The request path **enforces the derived cap**: a prompt is rejected with
`PromptTooLong` when it exceeds the model's computed `input` budget
(refreshed on every `/models` poll), not the static
`NEURON_MAX_PROMPT_TOKENS` — so a VRAM-tight host rejects an over-budget
prompt up front instead of OOMing mid-prefill.
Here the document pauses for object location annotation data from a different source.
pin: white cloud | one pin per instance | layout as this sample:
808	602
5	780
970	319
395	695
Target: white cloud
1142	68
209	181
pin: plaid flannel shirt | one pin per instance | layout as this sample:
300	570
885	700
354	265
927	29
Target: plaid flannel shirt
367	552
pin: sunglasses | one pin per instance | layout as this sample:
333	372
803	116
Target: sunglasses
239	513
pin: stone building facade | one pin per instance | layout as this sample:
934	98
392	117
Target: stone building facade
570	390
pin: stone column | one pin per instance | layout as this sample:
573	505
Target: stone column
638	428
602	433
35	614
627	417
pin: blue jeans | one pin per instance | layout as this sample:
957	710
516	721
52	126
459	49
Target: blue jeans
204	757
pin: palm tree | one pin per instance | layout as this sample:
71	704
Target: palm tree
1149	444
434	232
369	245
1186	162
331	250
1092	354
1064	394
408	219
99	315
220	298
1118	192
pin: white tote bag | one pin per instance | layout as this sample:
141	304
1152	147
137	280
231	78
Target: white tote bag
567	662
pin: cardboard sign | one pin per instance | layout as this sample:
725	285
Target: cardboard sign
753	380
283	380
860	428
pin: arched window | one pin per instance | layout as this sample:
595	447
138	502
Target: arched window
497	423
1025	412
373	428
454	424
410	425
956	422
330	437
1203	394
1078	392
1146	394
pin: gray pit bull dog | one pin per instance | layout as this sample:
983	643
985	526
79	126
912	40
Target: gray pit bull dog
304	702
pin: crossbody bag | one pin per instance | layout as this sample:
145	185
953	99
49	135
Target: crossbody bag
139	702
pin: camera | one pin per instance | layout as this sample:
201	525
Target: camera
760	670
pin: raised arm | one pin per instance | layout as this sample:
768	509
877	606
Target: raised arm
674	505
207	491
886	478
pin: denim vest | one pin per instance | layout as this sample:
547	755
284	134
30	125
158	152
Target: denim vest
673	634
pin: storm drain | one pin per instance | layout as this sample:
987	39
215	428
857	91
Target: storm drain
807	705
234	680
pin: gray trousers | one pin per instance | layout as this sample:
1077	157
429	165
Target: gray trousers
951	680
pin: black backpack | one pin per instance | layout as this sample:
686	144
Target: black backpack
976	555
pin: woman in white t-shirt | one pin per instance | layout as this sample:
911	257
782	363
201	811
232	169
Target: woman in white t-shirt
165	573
Before the first
derivation (or for an arch without a context profile) it falls back to
the static cap.

## Operational note

`GET /discovery` reports the live `max_prompt_tokens` the running neuron
process actually uses — check it rather than assuming the drop-in took
effect. A drop-in change only applies after `daemon-reload` + a neuron
restart, which the deploy performs; if `/discovery` doesn't match the
`max_prompt_tokens` in the deploy matrix, the host hasn't been
re-deployed since the value changed (or a higher-sorting drop-in is
overriding it). Re-run the `deploy` workflow to reconcile.